Payplan can explain how you can open a new Basic Bank Account that will protect your money.
Can I be a company director with an IVA?
All individual circumstances are different of course, but as a general rule having an IVA shouldn’t necessarily prevent you from being a company director. Whereas filing for bankruptcy would ordinarily certainly prevent you from being a company director.
Can I have a pension whilst in an IVA?
Entering into an IVA won’t affect your State Pension, although payments into your personal pension are treated as a non-essential expense, and your creditors will probably expect that what you had been paying into a personal pension should be paid to them as part of your IVA.
There may be certain exclusions to this, and you should seek more information from Payplan.
What happens if I default on an IVA?
If you stop paying money into your IVA arrangement and your IVA subsequently fails, then your creditors will almost certainly resume their letters and telephone calls requesting you repay them as per the original terms of your credit agreement.

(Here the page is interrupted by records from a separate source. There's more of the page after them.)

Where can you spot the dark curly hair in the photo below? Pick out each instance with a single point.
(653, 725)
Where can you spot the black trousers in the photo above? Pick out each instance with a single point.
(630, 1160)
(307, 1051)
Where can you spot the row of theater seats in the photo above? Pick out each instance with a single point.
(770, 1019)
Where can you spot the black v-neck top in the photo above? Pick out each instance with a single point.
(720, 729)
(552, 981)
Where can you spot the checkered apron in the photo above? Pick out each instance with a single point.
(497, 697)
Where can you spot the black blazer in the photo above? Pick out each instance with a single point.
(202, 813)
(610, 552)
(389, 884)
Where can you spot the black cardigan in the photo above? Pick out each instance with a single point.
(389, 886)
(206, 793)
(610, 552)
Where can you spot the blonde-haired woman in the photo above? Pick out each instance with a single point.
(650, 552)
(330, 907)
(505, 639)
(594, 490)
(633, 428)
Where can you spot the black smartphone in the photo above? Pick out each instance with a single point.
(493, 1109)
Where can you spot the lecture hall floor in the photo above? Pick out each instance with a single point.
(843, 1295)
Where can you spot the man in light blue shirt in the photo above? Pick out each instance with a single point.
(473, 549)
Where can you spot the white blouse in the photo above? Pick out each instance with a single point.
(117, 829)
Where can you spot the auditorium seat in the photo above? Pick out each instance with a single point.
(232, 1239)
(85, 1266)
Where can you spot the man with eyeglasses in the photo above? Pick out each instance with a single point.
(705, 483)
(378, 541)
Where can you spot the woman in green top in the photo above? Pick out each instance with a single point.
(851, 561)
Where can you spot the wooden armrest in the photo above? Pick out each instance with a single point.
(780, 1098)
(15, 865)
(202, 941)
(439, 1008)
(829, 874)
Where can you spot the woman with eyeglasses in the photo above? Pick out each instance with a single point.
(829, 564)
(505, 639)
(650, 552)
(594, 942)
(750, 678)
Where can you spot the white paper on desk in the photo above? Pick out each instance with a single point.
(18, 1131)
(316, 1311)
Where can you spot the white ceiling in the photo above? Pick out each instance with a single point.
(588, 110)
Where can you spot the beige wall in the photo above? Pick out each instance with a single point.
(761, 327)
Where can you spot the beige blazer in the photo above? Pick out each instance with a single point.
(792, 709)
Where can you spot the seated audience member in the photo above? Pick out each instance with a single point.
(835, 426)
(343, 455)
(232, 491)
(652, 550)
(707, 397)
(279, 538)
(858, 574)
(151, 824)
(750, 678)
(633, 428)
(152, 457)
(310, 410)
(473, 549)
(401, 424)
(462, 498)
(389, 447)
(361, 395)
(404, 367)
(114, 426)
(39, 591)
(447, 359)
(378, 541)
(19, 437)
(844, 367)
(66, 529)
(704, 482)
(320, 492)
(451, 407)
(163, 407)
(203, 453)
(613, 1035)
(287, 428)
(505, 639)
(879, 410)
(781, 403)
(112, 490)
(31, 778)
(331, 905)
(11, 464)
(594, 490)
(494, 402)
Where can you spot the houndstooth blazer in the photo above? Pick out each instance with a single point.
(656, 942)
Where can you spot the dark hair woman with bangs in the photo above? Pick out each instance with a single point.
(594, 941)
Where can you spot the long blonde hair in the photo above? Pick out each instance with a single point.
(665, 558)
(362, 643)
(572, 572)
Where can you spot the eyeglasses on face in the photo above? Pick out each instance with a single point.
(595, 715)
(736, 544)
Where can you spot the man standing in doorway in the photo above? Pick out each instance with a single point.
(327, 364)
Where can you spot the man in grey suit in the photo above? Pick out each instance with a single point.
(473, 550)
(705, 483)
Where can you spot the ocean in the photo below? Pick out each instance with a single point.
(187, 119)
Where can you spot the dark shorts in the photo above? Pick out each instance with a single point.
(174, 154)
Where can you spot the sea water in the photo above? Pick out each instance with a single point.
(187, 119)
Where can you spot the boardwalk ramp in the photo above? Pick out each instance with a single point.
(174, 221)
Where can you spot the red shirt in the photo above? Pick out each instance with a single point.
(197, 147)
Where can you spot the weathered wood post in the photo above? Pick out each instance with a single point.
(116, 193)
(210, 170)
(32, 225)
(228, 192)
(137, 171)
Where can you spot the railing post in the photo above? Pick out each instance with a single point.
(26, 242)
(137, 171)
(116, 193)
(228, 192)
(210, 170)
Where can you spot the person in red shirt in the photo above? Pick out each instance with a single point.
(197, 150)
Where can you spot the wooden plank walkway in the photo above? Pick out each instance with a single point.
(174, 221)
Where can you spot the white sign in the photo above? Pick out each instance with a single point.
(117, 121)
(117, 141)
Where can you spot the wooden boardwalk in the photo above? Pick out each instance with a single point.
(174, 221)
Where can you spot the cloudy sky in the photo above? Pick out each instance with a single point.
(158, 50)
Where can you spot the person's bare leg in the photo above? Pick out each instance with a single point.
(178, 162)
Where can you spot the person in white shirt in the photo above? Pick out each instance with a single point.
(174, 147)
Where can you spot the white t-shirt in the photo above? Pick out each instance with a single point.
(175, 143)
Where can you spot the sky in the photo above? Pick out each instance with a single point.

This means creditors are likely to re-apply any interest charges that were frozen when you entered into the IVA arrangement, and may well seek further legal action against you if you subsequently find it difficult to repay as per the original terms of the credit agreement.
Will my partner be affected if I enter an IVA?
It can be a worry for the partner of someone who has entered into an IVA, but credit files these days are becoming increasingly sophisticated in order to separately score individuals, even if they’re living in the same address.
One thing that may be problematic is if joint finance had been taken out and then included in the IVA. For any such joint debt, once the first party stops paying the previously agreed amount, the other named person would be pursued for the remainder of the payment.